Le résultat est saisissant d’authenticité. Tourné en noir et blanc et en 4:3, Nouvelle Vague nous replonge dans le Saint-Germain des Prés de Truffaut, Chabrol, Varda et Melville (interprété par Tom Novembre, un des rares noms du casting qui ne compte quasiment que des inconnus), mieux qu’une séance au Champo – qui a droit à son caméo – ne saurait le faire. Je laisse à plus cinéphile que moi le soin de traquer quelques erreurs ; mais, du peu que je connais de la vie et de l’oeuvre de Godard, et du tournage, fameux, d’À bout de souffle, je n’en ai repéré aucune. J’ai au contraire été sensible au soin jaloux avec lequel Linklater reconstitue ce tournage dans les lieux mêmes où il a eu lieu, les acteurs, leur apparence, leur tenue…

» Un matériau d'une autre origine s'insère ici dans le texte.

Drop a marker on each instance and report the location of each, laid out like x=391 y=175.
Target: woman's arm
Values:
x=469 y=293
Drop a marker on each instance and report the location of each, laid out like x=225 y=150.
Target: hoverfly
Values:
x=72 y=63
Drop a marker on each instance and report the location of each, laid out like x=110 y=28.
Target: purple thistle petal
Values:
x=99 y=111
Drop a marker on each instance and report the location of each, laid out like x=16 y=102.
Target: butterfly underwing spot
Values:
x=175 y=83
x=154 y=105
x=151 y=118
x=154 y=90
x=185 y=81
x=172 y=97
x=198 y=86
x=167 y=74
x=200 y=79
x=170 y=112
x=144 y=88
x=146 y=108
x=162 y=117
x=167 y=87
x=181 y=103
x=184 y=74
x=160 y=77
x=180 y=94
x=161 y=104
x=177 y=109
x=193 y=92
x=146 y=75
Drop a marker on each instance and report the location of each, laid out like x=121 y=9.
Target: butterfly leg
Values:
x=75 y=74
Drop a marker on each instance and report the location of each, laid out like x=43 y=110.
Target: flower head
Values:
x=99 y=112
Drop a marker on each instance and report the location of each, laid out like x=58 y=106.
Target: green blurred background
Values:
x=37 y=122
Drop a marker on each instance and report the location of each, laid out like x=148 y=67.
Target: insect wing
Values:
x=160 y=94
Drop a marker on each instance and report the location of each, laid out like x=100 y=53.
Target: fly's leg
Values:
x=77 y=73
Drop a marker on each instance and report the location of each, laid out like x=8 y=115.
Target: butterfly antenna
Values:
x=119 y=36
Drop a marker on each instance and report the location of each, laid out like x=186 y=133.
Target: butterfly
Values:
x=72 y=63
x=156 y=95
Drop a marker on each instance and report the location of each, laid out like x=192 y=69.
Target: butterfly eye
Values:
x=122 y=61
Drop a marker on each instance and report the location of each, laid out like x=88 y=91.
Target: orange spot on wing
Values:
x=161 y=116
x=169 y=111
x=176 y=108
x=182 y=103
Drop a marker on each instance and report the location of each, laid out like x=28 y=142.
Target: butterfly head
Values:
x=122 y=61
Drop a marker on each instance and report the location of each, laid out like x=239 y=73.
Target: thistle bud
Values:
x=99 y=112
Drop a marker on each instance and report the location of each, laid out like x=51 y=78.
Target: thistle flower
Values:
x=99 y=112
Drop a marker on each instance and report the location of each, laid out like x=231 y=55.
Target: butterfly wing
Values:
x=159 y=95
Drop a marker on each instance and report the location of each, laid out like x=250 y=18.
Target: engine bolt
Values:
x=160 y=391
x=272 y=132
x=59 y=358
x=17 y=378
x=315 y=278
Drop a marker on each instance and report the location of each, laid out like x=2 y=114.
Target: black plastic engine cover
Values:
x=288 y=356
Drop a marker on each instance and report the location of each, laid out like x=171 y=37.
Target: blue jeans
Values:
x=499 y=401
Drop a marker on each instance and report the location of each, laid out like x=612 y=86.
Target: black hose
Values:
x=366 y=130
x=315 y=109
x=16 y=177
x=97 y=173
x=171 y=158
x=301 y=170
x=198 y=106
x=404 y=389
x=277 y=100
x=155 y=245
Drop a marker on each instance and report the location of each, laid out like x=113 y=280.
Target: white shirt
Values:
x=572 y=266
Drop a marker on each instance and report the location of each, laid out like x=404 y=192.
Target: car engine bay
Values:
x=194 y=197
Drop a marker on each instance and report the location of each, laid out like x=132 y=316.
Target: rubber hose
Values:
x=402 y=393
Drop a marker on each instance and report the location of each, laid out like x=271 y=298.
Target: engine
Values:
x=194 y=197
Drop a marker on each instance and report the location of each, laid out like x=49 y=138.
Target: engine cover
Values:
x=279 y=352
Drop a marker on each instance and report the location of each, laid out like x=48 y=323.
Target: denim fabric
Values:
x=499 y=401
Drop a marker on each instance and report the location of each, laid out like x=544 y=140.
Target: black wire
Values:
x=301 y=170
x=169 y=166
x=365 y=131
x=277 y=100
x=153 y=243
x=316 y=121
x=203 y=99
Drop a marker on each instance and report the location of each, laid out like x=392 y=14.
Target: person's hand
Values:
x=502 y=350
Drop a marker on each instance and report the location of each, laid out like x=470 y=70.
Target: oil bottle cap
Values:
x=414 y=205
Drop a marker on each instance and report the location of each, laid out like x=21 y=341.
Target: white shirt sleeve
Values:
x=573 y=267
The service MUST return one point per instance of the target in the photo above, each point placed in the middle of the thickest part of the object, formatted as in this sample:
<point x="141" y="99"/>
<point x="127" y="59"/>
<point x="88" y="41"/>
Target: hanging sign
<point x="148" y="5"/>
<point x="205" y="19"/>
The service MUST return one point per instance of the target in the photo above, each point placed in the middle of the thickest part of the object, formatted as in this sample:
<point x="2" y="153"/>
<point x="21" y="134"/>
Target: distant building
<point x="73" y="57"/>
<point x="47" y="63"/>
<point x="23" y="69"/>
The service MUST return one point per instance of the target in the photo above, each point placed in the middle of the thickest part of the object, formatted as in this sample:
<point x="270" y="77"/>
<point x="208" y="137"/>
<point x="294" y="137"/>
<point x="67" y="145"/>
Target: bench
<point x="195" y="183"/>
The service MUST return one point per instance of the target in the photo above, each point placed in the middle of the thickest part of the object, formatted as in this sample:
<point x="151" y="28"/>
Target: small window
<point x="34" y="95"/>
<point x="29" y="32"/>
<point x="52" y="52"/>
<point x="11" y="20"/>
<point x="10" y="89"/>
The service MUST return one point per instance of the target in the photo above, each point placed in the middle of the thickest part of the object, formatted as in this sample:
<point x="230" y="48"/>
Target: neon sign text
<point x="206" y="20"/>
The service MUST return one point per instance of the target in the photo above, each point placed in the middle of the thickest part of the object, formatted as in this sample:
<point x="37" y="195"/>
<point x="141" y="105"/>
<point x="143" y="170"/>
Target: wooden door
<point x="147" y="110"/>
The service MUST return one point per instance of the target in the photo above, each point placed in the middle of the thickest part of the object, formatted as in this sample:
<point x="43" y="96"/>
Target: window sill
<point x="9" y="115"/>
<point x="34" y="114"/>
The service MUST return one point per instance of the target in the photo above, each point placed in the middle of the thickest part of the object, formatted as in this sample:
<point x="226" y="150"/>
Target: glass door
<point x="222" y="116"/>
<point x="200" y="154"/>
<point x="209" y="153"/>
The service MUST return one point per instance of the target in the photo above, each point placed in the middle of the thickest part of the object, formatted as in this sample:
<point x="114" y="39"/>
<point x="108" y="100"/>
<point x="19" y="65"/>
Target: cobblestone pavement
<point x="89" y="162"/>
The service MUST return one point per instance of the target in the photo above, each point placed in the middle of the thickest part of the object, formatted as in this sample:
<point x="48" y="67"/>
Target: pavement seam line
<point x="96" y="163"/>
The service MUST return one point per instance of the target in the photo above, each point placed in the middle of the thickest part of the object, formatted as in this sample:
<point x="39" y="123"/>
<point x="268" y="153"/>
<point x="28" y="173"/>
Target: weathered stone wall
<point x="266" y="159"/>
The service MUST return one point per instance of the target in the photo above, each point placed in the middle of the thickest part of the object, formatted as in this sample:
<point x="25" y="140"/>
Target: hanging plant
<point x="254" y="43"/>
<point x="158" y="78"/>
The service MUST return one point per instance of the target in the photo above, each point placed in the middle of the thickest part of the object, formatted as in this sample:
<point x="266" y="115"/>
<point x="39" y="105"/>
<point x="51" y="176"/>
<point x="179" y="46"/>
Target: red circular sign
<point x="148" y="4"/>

Le mieux étant l’ennemi du bien, c’est cette fidélité scrupuleuse qui aurait pu constituer la principale limite du film. L’obsession de la reconstitution aurait pu étouffer tout le reste. Mais Linklater réussit à éviter cet écueil. Si sa reconstitution est ultra-fidèle, elle laisse vivre la folle originalité de Godard, son culot bravache, sa prétention un peu folle de redéfinir la grammaire du cinéma, de le libérer de toutes les contraintes qui l’enserraient. Godard n’a pas trente ans ; mais, avec Truffaut et Chabrol, avec un appétit gargantuesque, il a tout vu pendant ses années aux Cahiers et prétend avoir tout compris du cinéma.

Sous nos yeux, il le réinvente. C’est un pur fantasme de cinéphile devenu réalité.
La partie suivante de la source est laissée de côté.